Bartlett has toured and supported many international acts including Connie Francis, Bobby Vee, The Ventures, Tom Jones, Herman's Hermits, Michael Crawford. In 1968 he joined since-convicted child abuser Rolf Harris for a New Zealand and Australian tour, leading to a seven-year musical relationship. Bartlett moved to England and performed with Harris at prestigious nightspots such as "The Talk of the Town".

Bartlett has released thirty albums including La Playa, Two Shades of Gray and Together Again (New Zealand gold albums in 1985 and 1990). His sales of music in China has been estimated by BMG Hong Kong to be approximately 1.6 million units.

===Honours and awards===
His numerous awards include the NZCMA Hands of Fame in 1981, Top NZ Country Band in 1983, NZ Country Instrumentalist of the Year in 1984 and 1986, Top Country Group of the Year 1984, Country Music Industry Golden Tribute Award for services to country music in 1988, and the Guangzhou (China) Golden Plume Award for Top Foreign Artist Sales in 1988. He was named New Zealand Country Music Artist of the Year 1990, Patron of the New Zealand Country Music Association from 1987, and was New Zealand Cultural Ambassador 1985–86.

Bartlett was appointed a Member of the Order of the British Empire in the 1987 New Year Honours, for services to entertainment.

===Other===
In 1980 he stood unsuccessfully for the Auckland City Council as an independent.

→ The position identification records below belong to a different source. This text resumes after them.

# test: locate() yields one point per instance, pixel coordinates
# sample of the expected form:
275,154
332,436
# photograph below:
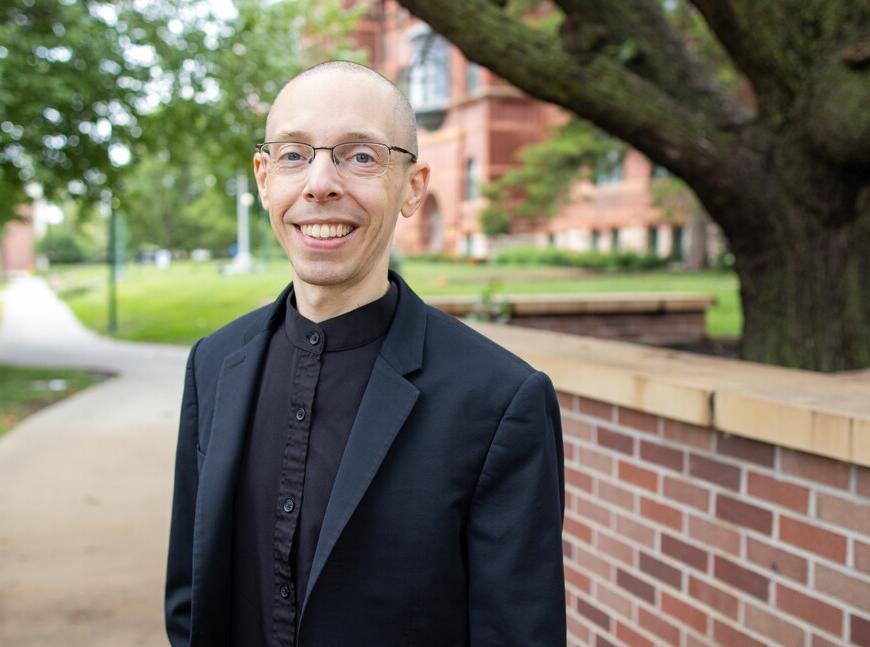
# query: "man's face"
326,109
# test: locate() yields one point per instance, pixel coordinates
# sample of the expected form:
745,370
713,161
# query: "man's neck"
321,302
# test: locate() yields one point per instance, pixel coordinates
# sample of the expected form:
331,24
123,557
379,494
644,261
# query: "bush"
554,256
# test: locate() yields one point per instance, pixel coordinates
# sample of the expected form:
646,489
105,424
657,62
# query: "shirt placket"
289,501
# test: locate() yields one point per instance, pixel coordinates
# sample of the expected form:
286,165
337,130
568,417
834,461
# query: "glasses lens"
290,156
362,160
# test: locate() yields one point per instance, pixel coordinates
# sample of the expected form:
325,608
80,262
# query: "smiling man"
355,468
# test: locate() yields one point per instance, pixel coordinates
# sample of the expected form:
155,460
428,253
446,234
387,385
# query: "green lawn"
23,391
183,303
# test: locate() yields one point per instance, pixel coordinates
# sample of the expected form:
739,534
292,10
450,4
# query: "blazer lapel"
234,398
386,404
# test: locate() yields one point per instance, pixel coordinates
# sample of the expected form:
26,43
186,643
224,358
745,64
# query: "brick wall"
682,535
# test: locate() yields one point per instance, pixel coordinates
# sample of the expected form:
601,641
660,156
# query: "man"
355,468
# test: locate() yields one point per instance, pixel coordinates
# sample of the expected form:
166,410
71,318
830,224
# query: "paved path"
85,485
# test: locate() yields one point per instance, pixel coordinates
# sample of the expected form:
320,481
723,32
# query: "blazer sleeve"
514,533
179,563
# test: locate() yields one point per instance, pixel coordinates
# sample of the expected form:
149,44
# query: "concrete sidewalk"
85,485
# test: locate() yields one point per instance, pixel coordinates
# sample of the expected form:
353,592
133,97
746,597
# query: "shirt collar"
349,330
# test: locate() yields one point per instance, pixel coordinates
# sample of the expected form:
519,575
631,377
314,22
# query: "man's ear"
418,183
260,175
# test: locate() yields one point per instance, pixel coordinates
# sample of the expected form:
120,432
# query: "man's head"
330,104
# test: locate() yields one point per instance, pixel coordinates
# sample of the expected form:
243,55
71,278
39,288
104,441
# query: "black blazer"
443,528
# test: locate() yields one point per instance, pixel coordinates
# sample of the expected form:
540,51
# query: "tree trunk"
806,301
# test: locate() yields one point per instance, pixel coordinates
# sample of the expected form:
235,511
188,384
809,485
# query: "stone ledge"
590,303
822,414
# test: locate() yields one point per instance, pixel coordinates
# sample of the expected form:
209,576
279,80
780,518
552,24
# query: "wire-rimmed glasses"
351,159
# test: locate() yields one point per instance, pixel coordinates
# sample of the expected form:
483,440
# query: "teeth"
324,231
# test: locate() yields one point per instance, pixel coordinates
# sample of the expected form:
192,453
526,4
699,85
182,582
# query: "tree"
780,159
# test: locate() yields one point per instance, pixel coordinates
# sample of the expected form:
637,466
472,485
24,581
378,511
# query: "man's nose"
323,182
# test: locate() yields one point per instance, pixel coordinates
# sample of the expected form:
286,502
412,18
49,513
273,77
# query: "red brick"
685,613
788,495
715,534
635,531
660,571
660,455
596,408
616,441
576,578
744,579
594,614
782,632
850,590
686,553
859,631
713,597
812,538
862,556
636,586
576,529
593,511
660,513
688,434
746,449
661,628
638,475
862,481
714,471
613,600
807,608
630,637
578,428
616,495
637,420
685,492
744,514
777,560
567,401
615,548
728,635
816,468
589,561
594,460
578,479
834,509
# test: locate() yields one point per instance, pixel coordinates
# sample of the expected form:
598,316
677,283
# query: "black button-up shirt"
312,383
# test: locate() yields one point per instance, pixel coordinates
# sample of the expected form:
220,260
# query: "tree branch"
601,90
642,37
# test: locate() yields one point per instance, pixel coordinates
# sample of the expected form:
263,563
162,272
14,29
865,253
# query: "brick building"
472,124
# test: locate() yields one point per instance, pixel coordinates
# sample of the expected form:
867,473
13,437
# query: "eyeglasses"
351,159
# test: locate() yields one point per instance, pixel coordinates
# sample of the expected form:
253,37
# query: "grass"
189,300
24,391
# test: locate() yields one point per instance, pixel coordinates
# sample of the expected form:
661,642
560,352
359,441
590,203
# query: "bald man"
355,468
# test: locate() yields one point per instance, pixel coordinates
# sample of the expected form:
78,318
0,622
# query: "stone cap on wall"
813,412
589,303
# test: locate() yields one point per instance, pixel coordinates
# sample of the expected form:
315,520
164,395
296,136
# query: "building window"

He composed The Ballad of Robbie Muldoon, and stood unsuccessfully for the National Party in in the against Judith Tizard.

===Concerts===
Bartlett's 1990 Together Again national tour was named the Biggest Selling Concert Tour by New Zealand Artists and the companion album attained Gold status in seven days, making it the fastest selling album in New Zealand history.

He is Patron of the Variety Artists Club of New Zealand Inc and in 2001 he received their prestigious Benny Award, the highest honour for a New Zealand entertainer.

===Production===
He was the producer of the record-breaking Highway of Legends tours.

Bartlett was involved with establishing the careers of Yulia, Will Martin, Elizabeth Marvelly, Margaret Keys and others. His company New Zealand Entertainment Academy (NZEA) regularly promotes New Zealand tours by overseas stars.

===Politics===
Bartlett was an Auckland City Councillor for nine years until retiring from his position in 2001. He represented the Eastern Bays Ward for the Citizens & Ratepayers Association from 1992 to 1998 and as an independent from 1998 to 2001.

===Patronage===
In October 2017 he was presented with the President's Medallion from the Variety Artists Club of New Zealand in recognition of his services as Patron.